Mark Knecht markknecht@attbi.com
Tue Jan 7 17:28:00 2003


On Mon, 2003-01-06 at 23:19, Fernando Pablo Lopez-Lezcano wrote:
> > > >    Most specifically, what is the name of the kernel config file that
> > > > would allow me to rebuild your kernel? 
> > > 
> > > The 1394 drivers are already part of the compiled kernel rpms... why
> > > would you need to recompile?
> > > 
> > Fernando,
> >    I'm havign problems with a couple fo 1394 devices. Unfortunately the
> > 1394 drivers supplied with 2.4.19 are pretty old and do not include a
> > number of bug fixes for different sbp2 devices.
> 
> Same here, I tried an ieee1394 enclosure for my old laptop drive and it
> did not work. I could get to the filesystem (fdisk, for example), I
> could even mount it, but any amount of accessing would eventually
> produce i/o errors (at the ieee1394 transport layer, I believe). I
> shelved it waiting for new drivers. So I would be interested in solving
> this as well. 
> 
Fernando,
   I had a minor breakthrough today. Do you know about
rescan-scsi-bus.sh? Apparently some people understood, but I didn't that
the Linux 1394 stack pretty much REQUIRES that you run this script file
any time you plug in a 1394 device or you're not currently guaranteed to
see new 1394 devices. This seems to be especially true for 1394 hard
drives, but not true for 1394 CD/CDR/CDRW drives. Go figure.

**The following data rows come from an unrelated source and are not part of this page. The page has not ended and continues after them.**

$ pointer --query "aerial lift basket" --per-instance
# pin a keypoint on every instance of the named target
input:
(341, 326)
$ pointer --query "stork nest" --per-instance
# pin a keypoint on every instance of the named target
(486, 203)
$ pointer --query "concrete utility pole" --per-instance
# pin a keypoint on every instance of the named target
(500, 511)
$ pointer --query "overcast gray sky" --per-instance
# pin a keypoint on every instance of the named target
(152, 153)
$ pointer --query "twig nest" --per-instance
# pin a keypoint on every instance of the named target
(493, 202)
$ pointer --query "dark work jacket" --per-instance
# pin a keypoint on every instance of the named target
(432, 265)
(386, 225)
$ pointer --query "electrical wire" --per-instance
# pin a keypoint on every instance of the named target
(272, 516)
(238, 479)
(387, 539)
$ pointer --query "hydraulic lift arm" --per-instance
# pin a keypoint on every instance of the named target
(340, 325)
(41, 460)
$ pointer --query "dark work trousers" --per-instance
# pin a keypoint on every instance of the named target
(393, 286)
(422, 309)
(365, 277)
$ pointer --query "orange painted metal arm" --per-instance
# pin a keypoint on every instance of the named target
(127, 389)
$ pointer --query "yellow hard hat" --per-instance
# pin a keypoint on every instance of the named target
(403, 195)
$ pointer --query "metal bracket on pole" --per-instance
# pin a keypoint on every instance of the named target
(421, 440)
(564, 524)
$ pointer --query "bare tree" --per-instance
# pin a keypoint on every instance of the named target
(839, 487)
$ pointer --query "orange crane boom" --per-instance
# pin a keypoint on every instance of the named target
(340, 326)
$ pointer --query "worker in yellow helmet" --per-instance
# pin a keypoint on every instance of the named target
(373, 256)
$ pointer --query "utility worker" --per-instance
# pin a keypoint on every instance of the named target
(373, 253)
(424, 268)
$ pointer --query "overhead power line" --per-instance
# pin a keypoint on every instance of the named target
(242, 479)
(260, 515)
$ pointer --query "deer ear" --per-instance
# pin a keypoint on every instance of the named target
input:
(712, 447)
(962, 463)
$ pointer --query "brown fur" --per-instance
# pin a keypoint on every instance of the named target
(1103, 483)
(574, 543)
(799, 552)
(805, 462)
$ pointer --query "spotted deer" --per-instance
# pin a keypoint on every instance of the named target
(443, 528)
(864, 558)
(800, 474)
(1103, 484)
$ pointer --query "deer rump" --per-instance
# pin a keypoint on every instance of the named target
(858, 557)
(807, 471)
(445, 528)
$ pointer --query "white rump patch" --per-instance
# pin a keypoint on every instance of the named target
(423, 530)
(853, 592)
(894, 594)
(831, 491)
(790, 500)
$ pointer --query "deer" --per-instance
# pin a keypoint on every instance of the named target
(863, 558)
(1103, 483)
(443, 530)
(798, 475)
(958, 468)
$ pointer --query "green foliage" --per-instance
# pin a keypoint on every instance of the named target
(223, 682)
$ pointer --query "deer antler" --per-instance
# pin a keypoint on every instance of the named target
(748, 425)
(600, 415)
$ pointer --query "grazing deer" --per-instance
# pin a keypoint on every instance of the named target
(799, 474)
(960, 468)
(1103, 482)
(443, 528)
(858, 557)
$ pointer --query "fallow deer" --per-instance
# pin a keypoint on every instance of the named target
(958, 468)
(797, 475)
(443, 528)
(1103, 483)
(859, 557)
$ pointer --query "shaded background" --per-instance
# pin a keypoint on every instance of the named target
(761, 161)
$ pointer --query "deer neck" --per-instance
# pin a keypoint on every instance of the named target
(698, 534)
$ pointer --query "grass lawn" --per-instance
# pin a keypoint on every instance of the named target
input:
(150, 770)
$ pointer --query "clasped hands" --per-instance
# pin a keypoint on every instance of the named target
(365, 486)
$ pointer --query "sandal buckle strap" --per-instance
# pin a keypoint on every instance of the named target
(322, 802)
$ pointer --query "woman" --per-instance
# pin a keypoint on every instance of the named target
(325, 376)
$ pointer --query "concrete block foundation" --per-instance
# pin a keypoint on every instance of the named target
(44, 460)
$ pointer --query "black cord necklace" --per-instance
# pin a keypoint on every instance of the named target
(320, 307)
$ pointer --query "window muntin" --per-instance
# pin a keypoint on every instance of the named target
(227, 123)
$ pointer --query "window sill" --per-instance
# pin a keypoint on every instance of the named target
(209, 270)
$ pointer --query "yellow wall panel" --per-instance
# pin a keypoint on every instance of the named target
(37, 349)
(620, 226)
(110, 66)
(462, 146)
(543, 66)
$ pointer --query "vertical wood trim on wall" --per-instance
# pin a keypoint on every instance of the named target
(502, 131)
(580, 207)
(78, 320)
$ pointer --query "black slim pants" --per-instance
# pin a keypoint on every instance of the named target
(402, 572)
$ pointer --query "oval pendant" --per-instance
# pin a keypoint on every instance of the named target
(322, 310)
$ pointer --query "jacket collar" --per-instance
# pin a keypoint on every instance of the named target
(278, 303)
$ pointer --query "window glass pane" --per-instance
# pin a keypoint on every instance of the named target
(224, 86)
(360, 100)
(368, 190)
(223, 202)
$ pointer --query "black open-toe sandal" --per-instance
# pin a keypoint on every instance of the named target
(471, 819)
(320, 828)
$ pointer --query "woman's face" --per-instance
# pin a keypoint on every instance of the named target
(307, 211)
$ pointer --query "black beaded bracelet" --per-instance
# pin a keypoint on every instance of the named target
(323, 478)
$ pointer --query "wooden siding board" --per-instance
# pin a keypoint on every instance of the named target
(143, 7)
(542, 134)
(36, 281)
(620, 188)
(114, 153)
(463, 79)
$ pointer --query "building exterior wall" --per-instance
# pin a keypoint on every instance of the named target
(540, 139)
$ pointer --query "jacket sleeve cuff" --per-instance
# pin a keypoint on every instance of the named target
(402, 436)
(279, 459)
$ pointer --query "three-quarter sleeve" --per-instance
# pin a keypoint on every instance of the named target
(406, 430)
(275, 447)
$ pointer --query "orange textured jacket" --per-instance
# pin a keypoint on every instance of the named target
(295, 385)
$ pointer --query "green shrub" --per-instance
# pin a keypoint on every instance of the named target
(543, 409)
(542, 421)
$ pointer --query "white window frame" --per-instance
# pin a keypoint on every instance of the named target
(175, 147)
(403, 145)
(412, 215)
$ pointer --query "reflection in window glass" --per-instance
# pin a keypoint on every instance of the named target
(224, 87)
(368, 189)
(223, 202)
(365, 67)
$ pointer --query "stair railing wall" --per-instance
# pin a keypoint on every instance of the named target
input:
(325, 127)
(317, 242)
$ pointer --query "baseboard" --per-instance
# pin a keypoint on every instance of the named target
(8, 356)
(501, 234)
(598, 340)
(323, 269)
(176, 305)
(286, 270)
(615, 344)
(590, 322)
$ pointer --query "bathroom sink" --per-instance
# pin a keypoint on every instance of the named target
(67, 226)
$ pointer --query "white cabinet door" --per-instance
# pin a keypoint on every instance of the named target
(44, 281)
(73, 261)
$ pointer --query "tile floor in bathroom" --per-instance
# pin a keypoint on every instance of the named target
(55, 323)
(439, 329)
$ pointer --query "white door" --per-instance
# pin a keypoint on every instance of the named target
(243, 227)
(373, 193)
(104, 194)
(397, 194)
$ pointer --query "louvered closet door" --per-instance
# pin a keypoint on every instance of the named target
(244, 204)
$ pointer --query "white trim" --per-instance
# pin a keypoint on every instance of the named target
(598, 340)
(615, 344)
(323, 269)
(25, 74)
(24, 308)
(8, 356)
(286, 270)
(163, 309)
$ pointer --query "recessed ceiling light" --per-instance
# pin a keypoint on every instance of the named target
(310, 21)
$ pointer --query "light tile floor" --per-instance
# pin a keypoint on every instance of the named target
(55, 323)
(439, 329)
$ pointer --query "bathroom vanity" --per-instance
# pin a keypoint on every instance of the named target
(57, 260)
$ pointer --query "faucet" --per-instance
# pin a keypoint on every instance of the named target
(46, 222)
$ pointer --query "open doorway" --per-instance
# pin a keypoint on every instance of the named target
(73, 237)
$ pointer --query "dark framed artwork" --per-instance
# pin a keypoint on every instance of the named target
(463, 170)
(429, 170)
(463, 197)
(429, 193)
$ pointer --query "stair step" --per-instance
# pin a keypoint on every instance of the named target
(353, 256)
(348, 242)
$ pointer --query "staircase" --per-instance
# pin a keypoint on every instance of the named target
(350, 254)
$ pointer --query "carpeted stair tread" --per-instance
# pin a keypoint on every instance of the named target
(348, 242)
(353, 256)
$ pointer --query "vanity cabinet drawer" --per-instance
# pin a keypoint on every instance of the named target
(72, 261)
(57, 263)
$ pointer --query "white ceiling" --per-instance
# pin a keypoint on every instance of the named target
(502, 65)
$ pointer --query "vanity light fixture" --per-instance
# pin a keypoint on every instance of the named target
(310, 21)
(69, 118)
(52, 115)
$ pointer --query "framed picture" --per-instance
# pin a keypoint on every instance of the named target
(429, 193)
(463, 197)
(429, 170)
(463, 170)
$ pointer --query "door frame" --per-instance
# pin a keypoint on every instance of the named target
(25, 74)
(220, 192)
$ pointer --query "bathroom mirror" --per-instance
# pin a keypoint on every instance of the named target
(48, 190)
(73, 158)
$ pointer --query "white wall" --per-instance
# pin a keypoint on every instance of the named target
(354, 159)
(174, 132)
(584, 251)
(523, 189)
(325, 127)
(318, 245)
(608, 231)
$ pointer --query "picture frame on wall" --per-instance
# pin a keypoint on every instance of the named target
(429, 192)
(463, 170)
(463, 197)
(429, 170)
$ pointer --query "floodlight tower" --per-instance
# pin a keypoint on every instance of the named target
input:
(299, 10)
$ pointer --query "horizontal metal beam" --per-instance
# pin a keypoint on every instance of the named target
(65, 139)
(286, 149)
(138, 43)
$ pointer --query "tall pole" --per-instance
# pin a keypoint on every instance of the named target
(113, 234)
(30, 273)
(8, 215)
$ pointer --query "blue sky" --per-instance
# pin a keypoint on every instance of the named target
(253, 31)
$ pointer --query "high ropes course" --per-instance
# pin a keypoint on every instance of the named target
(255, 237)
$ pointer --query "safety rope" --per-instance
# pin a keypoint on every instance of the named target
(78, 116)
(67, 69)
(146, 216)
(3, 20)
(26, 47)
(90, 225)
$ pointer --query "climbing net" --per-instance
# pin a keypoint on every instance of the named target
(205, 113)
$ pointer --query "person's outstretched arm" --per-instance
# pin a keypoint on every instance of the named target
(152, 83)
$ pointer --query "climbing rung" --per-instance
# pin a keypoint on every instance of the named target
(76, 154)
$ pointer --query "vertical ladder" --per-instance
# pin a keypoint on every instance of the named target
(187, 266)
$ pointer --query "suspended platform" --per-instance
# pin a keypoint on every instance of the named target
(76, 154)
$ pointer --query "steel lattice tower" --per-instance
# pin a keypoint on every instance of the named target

   You can get the script at:

http://www.garloff.de.kurt/linux/rescan-scsi-bus.sh

It apparently has to be run as root on my system, but that's OK. It
seems to have magically made my problematic hard drive nicely visible
this evening.

   One symptom of needing this script would be that if you boot with the
drive already attached and powered up and could see the drive, but have
trouble hot plugging it, then you need this script. If that's not the
case, you need it anyway! ;-)

   I hope this helps you get your drive working. With this in place, I'd
still like to get this driver thing worked out, but it's not as crucial
as I now have another 80GB of storage.